I installed a 16v throttle body and throttle cable from a scirocco 2. i found i couldnt use the a1 linkage because of the fact that the center shaft of the smaller hole on the 16v TB was considerably larger. My scirocco TB came with the proper throttle cable braket bolted on from the factory. 


_Modified by Eldorado56 at 8:21 PM 11-21-2003_


----------



## 4thScirocco (Feb 27, 2001)

*Re: 2.0 ABA block,1.8 JH head,Headgasket? (Eldorado56)*

Don't shave the head! I had huge ping problems because my head was shaved 1mm bringing me up to 11:1 compression. My stock vacuum advace/retard ignition just couldn't handle it. I was quite disappointed at the power output especially considering the work that went into the motor e.g.
1) Big p+p
2) Audi 5K Turbo matched intake, Neuspeed TB
3) Dual outlet ex manifold ported and matched
4) TT downpipe
5) Autotech 270 cam
6) Rebuilt 2.0 ABA 
When I first got the car back, I was unimpressed with the swap. I had all timing marks checked and double checked but it was all good. I tried experimenting with ignition advance but with limited results, too much = lots of ping; too little = less ping. Next, I got an adjustable cam gear. Because of the head shave, my cam timing was retarded. How much is a matter of debate but I initially set it to 2deg advance and got a nice bump in torque down low. Encouraged, I tried 4deg advance but found that the motor didn't like it that much. It ran hotter and pinged pretty bad. The motor also felt like it was "pumping up" on itself. So I put it back to 2deg advance and left it there.
By now, I was running out of ideas. I had to cure the ping problem but was resisting getting a knock sensor setup. Didn't want to add any potential headaches to my reliable and good running car (if you ignore the pinging). But an opportunity to pick up an complete retrofit kit cheap came up and I grabbed it. I had a buddy who knew what he was doing install it for me and BAM! no more pinging. The car picked up more balls right away. I brought the ignition timing up gradually to where my butt dyno says is the limit and now I have a car with some decent power. Not the kind of power I think I should have, but enough for now. Next to come will be fueling. I think there might be some gains there. 
Some pertinent info for you. I used the 16V headgasket and my KS setup is run without throttle switches.


----------



## ABA Scirocco (May 30, 2001)

*Re: 2.0 ABA block,1.8 JH head,Headgasket? (4thScirocco)*


_Quote, originally posted by *4thScirocco* »_Some pertinent info for you. I used the 16V headgasket and my KS setup is run without throttle switches.

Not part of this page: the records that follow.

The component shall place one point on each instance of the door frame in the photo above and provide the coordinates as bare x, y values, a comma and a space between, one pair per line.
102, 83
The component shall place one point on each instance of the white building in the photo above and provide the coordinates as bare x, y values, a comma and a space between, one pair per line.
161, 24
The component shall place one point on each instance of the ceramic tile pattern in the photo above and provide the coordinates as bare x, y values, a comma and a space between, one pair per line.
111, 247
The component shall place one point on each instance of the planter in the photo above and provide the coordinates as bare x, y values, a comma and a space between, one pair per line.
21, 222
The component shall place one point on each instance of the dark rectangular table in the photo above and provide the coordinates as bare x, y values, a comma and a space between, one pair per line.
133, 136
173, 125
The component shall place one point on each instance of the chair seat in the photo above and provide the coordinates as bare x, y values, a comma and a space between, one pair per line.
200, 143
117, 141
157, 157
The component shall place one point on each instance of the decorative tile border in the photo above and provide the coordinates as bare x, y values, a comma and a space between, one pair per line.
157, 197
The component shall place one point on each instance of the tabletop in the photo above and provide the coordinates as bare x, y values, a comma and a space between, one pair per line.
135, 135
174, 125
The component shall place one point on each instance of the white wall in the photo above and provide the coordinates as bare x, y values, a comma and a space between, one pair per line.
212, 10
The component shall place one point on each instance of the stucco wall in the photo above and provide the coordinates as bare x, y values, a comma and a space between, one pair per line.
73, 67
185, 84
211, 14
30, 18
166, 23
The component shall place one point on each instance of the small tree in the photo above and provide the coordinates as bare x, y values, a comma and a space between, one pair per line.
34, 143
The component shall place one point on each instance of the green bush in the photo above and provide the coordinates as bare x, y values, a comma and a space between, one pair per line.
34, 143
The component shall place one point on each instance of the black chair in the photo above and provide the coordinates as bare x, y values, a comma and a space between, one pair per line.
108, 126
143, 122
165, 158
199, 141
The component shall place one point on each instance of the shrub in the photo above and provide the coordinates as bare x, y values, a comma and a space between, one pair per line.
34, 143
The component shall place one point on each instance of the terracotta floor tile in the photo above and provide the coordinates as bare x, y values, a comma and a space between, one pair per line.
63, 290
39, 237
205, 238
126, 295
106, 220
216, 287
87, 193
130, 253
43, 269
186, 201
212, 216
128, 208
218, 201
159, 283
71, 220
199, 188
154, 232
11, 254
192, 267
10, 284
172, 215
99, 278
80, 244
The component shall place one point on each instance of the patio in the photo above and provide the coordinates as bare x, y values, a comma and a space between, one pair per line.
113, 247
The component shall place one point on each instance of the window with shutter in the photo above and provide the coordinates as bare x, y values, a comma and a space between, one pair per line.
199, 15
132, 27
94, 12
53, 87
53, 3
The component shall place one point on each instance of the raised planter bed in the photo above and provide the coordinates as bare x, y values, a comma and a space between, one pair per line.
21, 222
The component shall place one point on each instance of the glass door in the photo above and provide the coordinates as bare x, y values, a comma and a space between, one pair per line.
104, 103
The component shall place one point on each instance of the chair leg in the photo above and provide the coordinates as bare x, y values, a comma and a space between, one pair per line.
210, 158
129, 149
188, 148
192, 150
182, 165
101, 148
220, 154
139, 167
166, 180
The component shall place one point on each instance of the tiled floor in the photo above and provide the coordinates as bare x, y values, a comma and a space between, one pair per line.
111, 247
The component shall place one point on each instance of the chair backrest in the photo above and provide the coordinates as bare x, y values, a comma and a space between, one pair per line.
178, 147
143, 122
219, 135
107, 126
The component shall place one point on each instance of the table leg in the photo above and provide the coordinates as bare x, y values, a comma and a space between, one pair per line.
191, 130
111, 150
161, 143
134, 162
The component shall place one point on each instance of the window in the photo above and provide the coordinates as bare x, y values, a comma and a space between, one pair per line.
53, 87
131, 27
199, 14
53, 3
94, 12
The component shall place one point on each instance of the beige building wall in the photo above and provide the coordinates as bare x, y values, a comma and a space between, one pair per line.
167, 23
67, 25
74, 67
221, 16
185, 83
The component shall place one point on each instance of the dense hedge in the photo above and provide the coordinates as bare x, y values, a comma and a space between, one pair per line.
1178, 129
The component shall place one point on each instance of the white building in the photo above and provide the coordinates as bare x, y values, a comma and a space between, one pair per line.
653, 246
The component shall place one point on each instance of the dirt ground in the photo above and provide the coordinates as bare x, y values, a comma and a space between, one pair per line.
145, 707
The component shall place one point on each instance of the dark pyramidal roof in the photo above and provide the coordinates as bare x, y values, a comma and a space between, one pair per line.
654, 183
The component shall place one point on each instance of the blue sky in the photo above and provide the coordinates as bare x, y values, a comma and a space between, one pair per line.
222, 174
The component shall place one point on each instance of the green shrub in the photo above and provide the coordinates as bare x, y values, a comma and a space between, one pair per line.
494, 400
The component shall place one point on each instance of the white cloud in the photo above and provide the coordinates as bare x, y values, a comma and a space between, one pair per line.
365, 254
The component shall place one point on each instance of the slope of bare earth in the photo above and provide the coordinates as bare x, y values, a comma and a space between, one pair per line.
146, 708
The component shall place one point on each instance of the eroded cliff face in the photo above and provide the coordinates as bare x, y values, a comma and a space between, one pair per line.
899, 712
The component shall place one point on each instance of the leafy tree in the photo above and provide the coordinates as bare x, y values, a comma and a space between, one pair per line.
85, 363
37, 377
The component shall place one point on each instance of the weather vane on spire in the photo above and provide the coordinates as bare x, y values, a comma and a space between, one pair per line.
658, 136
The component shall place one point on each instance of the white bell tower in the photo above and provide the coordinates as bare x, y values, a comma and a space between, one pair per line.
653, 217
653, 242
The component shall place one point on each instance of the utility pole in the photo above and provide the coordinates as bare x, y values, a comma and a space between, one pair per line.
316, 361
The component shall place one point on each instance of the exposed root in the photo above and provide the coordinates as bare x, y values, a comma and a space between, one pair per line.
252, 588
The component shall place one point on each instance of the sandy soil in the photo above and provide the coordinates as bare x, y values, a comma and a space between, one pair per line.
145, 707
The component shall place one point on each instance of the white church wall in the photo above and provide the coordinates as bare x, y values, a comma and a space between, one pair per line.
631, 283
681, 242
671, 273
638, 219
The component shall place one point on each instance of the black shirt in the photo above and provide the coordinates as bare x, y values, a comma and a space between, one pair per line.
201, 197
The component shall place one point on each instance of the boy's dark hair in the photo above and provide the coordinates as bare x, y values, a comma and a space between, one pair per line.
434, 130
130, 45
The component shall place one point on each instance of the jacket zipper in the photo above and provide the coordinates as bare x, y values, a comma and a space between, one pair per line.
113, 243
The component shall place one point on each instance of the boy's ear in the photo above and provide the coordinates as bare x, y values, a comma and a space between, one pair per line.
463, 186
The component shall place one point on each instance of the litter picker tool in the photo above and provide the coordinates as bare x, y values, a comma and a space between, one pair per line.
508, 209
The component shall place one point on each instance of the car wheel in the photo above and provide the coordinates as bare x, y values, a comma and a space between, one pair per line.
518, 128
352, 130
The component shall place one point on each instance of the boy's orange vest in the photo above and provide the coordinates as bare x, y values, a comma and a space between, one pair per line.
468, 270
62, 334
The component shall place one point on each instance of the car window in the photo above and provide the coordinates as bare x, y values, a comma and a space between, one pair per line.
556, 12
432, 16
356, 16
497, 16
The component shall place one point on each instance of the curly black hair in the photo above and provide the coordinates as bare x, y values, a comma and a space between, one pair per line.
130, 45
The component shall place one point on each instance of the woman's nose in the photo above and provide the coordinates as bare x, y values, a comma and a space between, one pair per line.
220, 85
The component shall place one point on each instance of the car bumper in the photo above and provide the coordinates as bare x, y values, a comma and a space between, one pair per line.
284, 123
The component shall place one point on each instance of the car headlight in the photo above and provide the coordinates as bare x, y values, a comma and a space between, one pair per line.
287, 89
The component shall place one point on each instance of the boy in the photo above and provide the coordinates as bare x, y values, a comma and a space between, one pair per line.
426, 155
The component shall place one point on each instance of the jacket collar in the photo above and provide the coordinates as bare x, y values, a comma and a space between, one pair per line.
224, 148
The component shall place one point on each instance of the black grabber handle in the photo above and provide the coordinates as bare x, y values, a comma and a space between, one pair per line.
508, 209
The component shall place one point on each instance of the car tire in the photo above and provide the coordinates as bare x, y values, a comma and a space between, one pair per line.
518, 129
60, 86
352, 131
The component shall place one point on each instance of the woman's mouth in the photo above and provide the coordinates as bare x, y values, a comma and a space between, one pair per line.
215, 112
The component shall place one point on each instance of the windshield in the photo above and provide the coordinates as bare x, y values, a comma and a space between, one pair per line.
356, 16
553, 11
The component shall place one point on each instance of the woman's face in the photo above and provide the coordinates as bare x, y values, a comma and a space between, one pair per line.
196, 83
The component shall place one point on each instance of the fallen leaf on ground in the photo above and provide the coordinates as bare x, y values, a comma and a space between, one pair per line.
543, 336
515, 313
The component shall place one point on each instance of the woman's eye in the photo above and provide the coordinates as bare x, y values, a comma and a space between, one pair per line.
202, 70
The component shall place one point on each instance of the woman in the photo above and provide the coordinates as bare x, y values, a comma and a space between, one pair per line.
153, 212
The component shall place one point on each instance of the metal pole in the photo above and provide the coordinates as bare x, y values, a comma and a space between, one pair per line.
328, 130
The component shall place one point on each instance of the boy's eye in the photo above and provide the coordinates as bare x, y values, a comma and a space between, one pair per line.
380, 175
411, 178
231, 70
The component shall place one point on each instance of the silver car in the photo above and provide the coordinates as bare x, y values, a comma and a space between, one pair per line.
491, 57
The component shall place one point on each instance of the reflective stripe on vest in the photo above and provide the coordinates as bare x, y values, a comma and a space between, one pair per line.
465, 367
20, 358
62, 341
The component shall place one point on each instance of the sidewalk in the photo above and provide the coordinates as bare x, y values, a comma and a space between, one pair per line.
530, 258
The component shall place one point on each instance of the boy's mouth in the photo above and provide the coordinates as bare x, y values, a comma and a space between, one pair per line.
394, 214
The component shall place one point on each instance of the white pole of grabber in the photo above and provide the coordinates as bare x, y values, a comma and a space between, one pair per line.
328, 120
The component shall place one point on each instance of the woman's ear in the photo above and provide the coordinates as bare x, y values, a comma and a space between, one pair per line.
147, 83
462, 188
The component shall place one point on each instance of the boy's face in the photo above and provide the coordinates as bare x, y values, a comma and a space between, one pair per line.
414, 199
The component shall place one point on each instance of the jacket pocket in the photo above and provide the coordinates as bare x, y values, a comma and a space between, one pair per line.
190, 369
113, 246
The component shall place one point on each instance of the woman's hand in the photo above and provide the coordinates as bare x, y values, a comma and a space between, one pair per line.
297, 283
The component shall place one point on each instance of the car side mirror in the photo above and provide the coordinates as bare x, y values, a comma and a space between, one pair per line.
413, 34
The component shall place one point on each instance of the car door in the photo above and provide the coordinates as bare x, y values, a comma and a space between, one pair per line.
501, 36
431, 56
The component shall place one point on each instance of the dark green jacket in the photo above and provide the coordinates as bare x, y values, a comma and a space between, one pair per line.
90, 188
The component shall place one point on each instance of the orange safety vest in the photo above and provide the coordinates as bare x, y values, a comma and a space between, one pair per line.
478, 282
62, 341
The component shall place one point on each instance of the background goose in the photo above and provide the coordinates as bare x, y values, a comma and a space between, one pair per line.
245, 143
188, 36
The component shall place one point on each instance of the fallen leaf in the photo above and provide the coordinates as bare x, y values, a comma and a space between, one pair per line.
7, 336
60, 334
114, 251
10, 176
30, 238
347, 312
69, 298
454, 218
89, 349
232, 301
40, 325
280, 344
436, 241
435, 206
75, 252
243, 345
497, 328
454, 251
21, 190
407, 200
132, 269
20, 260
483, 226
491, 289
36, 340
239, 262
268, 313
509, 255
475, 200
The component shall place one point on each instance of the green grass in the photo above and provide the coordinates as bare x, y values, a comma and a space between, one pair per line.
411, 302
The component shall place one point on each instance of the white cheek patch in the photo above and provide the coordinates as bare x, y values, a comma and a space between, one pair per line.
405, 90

This is completely off topic but does anyone known what the purpose of the throttle switches are on a knock sensor system. I have a CIS-Lambda system retro-fit with the KS system from a CIS-E system and there systems seems to perform exactly the same whether the switches are connected or not.


----------



## 4thScirocco (Feb 27, 2001)

*Re: 2.0 ABA block,1.8 JH head,Headgasket? (ABA Scirocco)*

Don't quote me, but I think the idle switch tells the KS control unit to give the motor a set amount of ignition advance at idle rather that it having to guesss it's at idle from vacuum readings. Makes for a smoother idle? The WOT switch signals the KS control unit to bypass some lambda controls for full enrichment at WOT. Since my car is CIS basic with no O2 sensor, it's basically useless. This is stuff I picked up doing research here so......
My car without the throttle switches runs fine. My idle speed was pretty steady to start with and with the KS, it tends to hunt around 950 - 1050 rpm sometimes but it's not too much of an annoyance. Hope this helps.


----------